Offshore, the blue water action continues to creep toward the mainland, as dolphin are now being reported in good numbers more than 20 miles out. The larger fish are being caught on the other side of 30 miles, but fish in the 10-20 pound range are migrating in. It should only be a week or two before some fish are being reported in the 10-12 mile range. Some wahoo and good numbers of billfish are being found in the Gulf Stream waters, and as conditions continue to warm, some sailfish and one or two wahoo will be found within 20 miles of land.
Near shore, the Spanish mackerel fishing has been good, with lots of fish coming from anglers trolling spoons in depths around 40 feet, one mile or less from shore. Some larger fish are being caught on live baits being trolled for king mackerel as well. Live baits are enticing some cobia in the 40-50 pound range close to the beach.
Inshore, the flounder action is picking up, with anglers finding plenty of keeper fish around the inlets and in the creeks. With live minnows becoming more abundant, this is the bait of choice for many; although artificial baits are also catching their fair share of fish.
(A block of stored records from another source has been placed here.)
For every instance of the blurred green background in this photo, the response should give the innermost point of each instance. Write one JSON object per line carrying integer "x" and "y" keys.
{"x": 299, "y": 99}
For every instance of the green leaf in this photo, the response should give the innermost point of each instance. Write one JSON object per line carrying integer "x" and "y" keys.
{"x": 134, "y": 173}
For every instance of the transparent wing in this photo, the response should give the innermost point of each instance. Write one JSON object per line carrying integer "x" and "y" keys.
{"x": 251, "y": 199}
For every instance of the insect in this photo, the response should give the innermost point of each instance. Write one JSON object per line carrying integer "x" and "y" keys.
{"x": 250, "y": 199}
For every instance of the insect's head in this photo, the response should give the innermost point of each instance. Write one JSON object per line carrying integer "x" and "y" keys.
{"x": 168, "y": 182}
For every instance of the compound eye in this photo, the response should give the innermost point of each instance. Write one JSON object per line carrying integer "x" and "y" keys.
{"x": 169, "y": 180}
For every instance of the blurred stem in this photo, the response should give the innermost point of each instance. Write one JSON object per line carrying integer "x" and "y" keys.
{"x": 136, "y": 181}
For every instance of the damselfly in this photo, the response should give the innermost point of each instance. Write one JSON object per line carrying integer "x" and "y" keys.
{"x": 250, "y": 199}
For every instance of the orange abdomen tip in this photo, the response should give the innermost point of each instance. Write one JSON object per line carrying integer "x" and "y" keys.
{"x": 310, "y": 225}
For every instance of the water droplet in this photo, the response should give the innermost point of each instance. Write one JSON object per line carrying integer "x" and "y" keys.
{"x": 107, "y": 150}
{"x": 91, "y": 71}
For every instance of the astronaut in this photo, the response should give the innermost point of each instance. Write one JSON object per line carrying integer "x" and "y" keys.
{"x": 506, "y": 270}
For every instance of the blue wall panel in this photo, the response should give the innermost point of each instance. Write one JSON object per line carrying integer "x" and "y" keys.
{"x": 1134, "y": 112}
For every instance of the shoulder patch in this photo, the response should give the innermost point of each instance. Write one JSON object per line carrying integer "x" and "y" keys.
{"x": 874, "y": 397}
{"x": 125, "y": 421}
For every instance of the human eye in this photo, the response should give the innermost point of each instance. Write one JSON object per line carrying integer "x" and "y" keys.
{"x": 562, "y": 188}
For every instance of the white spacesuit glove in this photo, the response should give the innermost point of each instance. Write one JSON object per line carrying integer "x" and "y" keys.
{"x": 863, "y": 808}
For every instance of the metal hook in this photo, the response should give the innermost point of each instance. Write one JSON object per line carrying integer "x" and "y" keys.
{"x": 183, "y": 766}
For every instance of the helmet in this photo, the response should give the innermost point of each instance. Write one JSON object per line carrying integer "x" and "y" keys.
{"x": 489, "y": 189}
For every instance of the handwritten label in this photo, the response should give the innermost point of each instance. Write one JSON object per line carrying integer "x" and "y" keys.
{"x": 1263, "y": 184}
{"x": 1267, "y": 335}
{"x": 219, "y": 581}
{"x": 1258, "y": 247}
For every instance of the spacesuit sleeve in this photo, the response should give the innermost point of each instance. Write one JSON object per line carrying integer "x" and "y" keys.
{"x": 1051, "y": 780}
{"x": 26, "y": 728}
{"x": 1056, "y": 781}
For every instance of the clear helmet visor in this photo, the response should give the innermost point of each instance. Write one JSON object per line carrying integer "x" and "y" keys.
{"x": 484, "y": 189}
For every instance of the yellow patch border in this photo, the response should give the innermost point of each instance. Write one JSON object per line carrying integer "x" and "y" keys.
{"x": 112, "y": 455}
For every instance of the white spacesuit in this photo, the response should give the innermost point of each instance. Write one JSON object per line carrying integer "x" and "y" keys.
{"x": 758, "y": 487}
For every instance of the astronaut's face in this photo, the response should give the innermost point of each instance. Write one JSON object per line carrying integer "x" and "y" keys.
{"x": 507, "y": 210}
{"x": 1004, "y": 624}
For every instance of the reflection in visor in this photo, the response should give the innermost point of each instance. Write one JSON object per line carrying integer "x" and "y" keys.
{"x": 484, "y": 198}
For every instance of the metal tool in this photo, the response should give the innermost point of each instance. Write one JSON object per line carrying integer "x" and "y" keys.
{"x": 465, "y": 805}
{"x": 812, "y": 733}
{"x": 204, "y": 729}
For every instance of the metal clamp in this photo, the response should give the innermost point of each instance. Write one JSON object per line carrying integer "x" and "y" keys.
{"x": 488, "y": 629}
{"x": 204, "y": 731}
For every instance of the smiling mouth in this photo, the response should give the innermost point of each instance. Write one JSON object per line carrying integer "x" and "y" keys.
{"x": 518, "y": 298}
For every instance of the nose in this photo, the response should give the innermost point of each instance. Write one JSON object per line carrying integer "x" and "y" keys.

Red drum are being found in the same areas and will readily devour the same baits intended for flounder.
Black drum and sheepshead are also starting to appear in good numbers around the docks, and can be enticed with fresh sand fiddlers fished around the docks. If keeping black drum, there are some new regulations that anglers need to be aware of: Only 10 fish between 14-25 inches may be kept, with only one of those permitted to exceed 25 inches.
On another note, those lucky enough to find and catch some summertime speckled trout will be happy to hear they are now able to put legal fish in the cooler. As of June 15, anglers can keep four fish per person with a minimum size limit of 14 inches. Most of the specks are in waters to our north and south, but are occasionally reported in our area waters.